Jack stumbled back from the shove. ‘If this is under control-’ he began.

One of the armed zookeepers fired her tranquilliser gun. The feathered pellet slapped into the Brakkanee’s head, and hung stupidly from its scaled cheek. The huge head shook in irritation, swooped down, and brutally smashed against the zookeeper. She plunged into the low earth moat around the zebra enclosure.

Ianto scurried quickly and quietly to help her. The woman was dazed and confused. He pulled her bodily up the embankment. Further along from where she had fallen, Ianto could see an earlier human victim of the Brakkanee. The white hair and the crumpled beige coat meant it could only be Walter. His wife knelt awkwardly beside him, sobbing, her hand still clutching his as he lay splayed out on the dry earth.

The creature had sensed movement below, and swung its two dreadful heads in small arcs as it attempted to pinpoint Ianto’s position. Jack had seen this, and threw himself forward, yelling wildly. The two heads flicked immediately in his direction.

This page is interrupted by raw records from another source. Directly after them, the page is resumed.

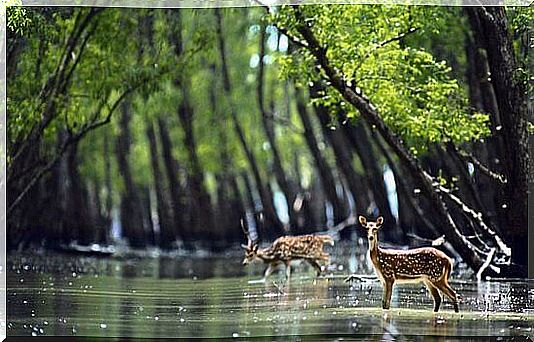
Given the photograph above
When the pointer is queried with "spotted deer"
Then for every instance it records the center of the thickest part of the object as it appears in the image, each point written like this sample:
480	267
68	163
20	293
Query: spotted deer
288	248
427	265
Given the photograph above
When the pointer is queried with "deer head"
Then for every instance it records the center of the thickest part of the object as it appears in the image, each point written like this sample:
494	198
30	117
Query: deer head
372	229
251	248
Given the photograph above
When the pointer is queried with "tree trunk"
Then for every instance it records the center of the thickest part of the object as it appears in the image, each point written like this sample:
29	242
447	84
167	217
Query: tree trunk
270	218
77	215
268	127
327	178
512	104
172	169
131	209
371	115
166	233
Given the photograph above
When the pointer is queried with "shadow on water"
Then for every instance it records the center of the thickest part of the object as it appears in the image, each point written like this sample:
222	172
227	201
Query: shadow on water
217	297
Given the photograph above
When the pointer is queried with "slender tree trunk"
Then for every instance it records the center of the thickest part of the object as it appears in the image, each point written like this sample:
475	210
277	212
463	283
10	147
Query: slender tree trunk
166	233
344	162
268	127
359	140
172	169
511	100
371	115
78	219
131	209
271	220
327	178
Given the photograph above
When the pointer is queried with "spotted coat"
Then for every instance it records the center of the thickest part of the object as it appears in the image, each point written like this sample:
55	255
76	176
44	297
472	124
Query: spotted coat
288	248
426	262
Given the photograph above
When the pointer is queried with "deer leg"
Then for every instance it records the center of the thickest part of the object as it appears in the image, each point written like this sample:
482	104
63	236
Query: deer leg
269	270
315	265
388	290
435	293
288	270
449	292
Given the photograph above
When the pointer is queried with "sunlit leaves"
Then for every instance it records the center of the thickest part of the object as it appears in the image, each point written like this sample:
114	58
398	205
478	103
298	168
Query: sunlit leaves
415	94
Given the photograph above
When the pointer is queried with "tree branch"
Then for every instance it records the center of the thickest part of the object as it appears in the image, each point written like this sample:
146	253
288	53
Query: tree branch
478	218
468	157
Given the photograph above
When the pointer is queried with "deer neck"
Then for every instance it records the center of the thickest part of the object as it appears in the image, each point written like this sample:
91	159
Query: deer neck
265	255
374	251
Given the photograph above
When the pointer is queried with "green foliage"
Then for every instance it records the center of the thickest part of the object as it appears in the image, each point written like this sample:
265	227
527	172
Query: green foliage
415	94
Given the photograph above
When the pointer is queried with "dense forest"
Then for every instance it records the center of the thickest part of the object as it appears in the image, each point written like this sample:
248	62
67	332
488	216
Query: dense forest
175	128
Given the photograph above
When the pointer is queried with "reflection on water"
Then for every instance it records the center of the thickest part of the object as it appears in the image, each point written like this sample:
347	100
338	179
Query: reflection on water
218	297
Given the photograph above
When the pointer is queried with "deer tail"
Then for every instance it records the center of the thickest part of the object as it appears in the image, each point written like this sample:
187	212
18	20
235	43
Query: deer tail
327	239
447	270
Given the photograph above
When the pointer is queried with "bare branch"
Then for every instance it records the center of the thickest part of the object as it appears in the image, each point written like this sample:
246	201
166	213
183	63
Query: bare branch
478	218
486	264
466	156
388	41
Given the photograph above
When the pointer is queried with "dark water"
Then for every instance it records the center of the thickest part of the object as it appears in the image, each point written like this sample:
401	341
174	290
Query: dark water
217	297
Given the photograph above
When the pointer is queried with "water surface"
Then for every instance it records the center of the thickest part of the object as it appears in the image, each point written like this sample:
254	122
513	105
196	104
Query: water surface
51	294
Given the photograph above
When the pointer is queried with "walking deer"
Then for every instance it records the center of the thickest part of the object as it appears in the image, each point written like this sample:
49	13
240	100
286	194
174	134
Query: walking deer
427	265
288	248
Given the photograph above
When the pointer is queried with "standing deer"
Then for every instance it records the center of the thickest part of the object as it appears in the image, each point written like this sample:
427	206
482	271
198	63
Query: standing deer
288	248
427	265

The Brakkanee dipped one head and seized him by the left leg. Jack was snatched into the air, shaken like a chew toy, and flung aside. He tumbled down the chain-link fence and crumpled in a heap, his leg mangled beneath him. The other alien head cocked as it considered this new victim.

A grey-green mist began to envelop the Brakkanee. During the commotion, the Achenbrite men had managed to remove equipment from their suitcases and erect tripod-mounted rifles. These weapons had balloon-shaped barrels, and sprayed a fizzing cloud of energy that wrapped itself around the contours of the alien. The Brakkanee shivered, shimmered, and began to shrink. Within a minute, it was small enough for one of the Achenbrite men to cover it with his suitcase, then snap it securely shut with the alien trapped inside.

Jack lay motionless by the fence. Ianto’s instinct was to run to him, but he overcame the urge. Jack would be fine. There were other priorities.

The Achenbrite men were storing pieces of equipment back in their cases, and barking orders to each other. Ianto walked stealthily back to the tiger enclosure while they bickered: ‘You left what? Well, go and fetch it!’

The ginger guy looked surprisingly cowed for a big bloke. He was coming this way. Ianto had to get the device unburied before he got here.

The Achenbrite man saw what he was doing. ‘No!’ he yelled. ‘Stop that!’

Ianto managed to scrape the mud away from the edge of the alien tech. He prised it loose, pulled it free.

‘Put it down!’ bellowed the other man, pounding towards him. The giant guy was practically on top of Ianto now. ‘The defence system’s still active!’

The alien device scorched in Ianto’s hand. There was a fiery blast of heat and light, and everything went white, whiter, whitest. And faded away to silent black.